Former Green Bay Packers wide receiver Sterling Sharpe was a dominant receiver and belongs in the Pro Football Hall of Fame. The Hall announced the semifinalists for the class of 2024 and Sharpe was among them. It’s time for him to join his brother Shannon in Canton, Ohio.

Sterling Sharpe Had a Dominant Career

The Packers selected Sharpe in the first round of the 1988 NFL Draft, and he made an immediate impact on a struggling team. He caught 55 passes in his first season in the league which led the team in receiving.

By his second season, Sharpe became a dominant player. He led the NFL with 90 catches. He gained 1,423 yards and scored 12 touchdowns. Sharpe and quarterback Don Majkowski had great chemistry. Their big plays that helped the Pack improve to a 10-6 record. Sharpe earned Pro Bowl and All-Pro honors.

Sharpe earned Pro Bowl honors five times in his seven-year NFL career and was an All Pro three times. He led the NFL in catches three times, in receiving yards once and in touchdown catches twice. He won the receiving triple crown in 1992, leading the league in catches, yards and receiving touchdowns.

In 1992, Sharpe also set a new NFL single season record with 108 catches in a season. He broke his own record one year later when he caught 112 passes.

When Brett Favre became the starting quarterback early in the 1992 season, he quickly made Sharpe his favorite receiver. Whenever the Packers needed a key catch, Favre looked to Sharpe to get the big play.

Some Memorable Moments

Sharpe had many memorable and clutch moments in his career. In 1989, he caught a dramatic touchdown pass from Majkowski to beat the Bears in the final minute. The Packers had lost the last eight games against Mike Ditka’s team and the team, and the crowd went wild when instant replay confirmed the score was legal.

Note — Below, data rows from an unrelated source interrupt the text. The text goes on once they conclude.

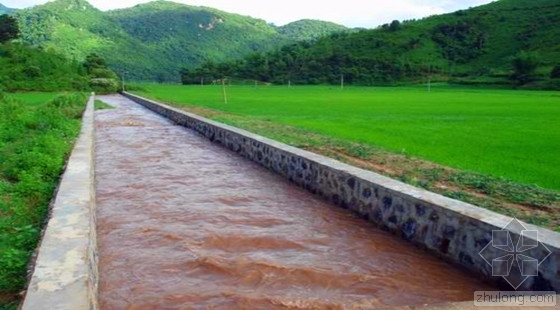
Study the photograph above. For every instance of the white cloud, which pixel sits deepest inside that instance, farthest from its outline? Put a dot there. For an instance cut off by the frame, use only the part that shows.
(354, 13)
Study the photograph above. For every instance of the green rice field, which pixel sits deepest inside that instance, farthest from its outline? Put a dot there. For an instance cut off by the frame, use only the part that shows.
(514, 135)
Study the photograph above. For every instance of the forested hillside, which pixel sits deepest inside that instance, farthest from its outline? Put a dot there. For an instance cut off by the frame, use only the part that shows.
(153, 41)
(506, 42)
(5, 10)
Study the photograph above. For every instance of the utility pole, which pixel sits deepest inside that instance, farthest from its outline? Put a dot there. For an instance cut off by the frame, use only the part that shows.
(224, 88)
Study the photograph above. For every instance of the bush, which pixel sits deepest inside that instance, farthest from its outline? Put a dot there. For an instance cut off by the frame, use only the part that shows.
(34, 143)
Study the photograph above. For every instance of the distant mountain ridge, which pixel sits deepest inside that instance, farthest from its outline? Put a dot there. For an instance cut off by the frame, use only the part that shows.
(152, 41)
(5, 9)
(473, 46)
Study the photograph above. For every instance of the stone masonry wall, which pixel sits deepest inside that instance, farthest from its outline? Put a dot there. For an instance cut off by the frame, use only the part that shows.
(454, 230)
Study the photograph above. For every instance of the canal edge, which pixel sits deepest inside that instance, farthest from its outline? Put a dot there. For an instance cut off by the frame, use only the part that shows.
(65, 274)
(455, 231)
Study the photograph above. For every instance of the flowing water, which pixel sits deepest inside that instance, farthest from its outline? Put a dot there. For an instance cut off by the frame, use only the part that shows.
(184, 224)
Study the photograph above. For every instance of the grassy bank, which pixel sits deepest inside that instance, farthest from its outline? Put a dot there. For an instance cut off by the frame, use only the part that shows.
(36, 136)
(495, 148)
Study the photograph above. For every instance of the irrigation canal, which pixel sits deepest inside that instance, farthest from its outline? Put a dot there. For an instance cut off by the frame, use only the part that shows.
(184, 223)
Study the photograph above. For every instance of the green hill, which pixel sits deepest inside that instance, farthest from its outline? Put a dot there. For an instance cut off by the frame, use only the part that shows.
(4, 9)
(468, 46)
(152, 41)
(23, 68)
(309, 29)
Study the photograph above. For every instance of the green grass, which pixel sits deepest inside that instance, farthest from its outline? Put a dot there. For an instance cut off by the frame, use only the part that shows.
(492, 148)
(33, 98)
(507, 134)
(100, 105)
(35, 140)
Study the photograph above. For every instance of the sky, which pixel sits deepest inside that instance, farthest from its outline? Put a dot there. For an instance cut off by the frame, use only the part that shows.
(351, 13)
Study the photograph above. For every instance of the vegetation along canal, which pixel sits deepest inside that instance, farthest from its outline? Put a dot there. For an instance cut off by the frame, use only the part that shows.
(185, 223)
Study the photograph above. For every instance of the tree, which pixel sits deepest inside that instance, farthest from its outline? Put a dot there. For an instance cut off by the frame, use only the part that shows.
(524, 65)
(9, 29)
(94, 61)
(555, 73)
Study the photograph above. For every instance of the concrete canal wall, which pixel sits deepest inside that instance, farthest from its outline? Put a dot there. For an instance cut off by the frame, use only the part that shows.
(66, 274)
(454, 230)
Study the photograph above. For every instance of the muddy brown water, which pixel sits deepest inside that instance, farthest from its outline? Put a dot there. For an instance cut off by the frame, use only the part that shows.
(185, 224)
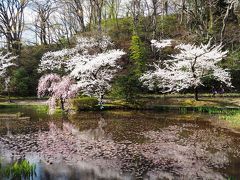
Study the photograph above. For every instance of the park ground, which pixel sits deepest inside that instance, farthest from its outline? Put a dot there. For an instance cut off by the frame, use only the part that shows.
(226, 106)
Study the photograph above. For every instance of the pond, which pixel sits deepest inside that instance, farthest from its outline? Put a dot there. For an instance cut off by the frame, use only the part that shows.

Sharpe came up big in his first career playoff game. He caught five passes for 101 yards and three touchdowns. The final touchdown was a dramatic 40-yard bomb that came in the final minute of the game and provided the winning points in a 28-24 win.

One week later, Sharpe caught six passes for 128 yards and a touchdown in the Packers playoff loss to the Cowboys in Dallas. Although the Packers lost, Sharpe still had a big game.

Unfortunately, a neck injury ended Sharpe’s career after the 1994 season. In his final NFL game, he caught nine passes for 132 yards and three touchdowns as the Packers defeated the Bucs 34-19. The win clinched a playoff spot for the Packers for the second straight year.

Despite playing only seven seasons with the Packers, Sharpe is presently third in franchise history with 8,134 receiving yards, third in catches with 595 and fourth in touchdown catches with 65.

During his seven seasons in the NFL, Sharpe was second in the league in catches and receiving yards and third in receiving touchdowns. Only Jerry Rice was ahead of him in all three categories and Rice is considered the greatest receiver of all-time by most experts.

What Made Sterling Sharpe Special

Tony Dungy, who served as the Vikings defensive coordinator during Sharpe’s heyday with the Packers, praised the Packers star wideout. “There are a lot of great receivers out there, but only a few who are special,” Dungy told the Packers 1993 Yearbook. “His commitment, his will to win, his desire to be the best…That’s what makes him special.”

Jon Gruden, who was an assistant coach with the Packers during Sharpe’s time in Green Bay also loved Sharpe. “The guy’s at his best when the chips are on the table and the game is on the line…That’s when Sterling Sharpe is at his best.”

Players with Shortened Careers Make the Hall of Fame

The Hall of Fame has inducted players who were dominant but had their careers cut short by injuries in the past. Two of the most notable are Gale Sayers and Terrell Davis.

Like Sharpe, Sayers played seven seasons in the NFL although he played a total of four games in his final two seasons. Sayers went over 1,000 yards rushing only twice but made four Pro Bowls and was named All Pro five times.

Davis also played seven seasons in the NFL. He was dominant for four of them including a record-setting campaign in 1998 that saw him gain 2,008 yards and score 21 rushing touchdowns. Davis made three Pro Bowls and earned All Pro honors three times.

Sharpe was dominant for longer than Davis and just as long as Sayers. Both of those players are deservedly in the Pro Football Hall of Fame.

Another Chance for Sharpe

Favre believes his former teammate deserves to be enshrined in Canton. “The only thing you could say about Sterling is that he didn’t play as long as others. The time he played, the numbers that he put up, absolutely 100 percent deserves to be in the Hall of Fame. The guy was an incredible player.”

Or as Shannon said during his Hall of Fame induction ceremony, “I am the only person in the Hall of Fame that can say I was the second-best player in my own family.”

Sharpe has another chance now to reach the Pro Football Hall of Fame and receive an honor he so richly deserves. We’ll see if he joins his brother in Canton next summer.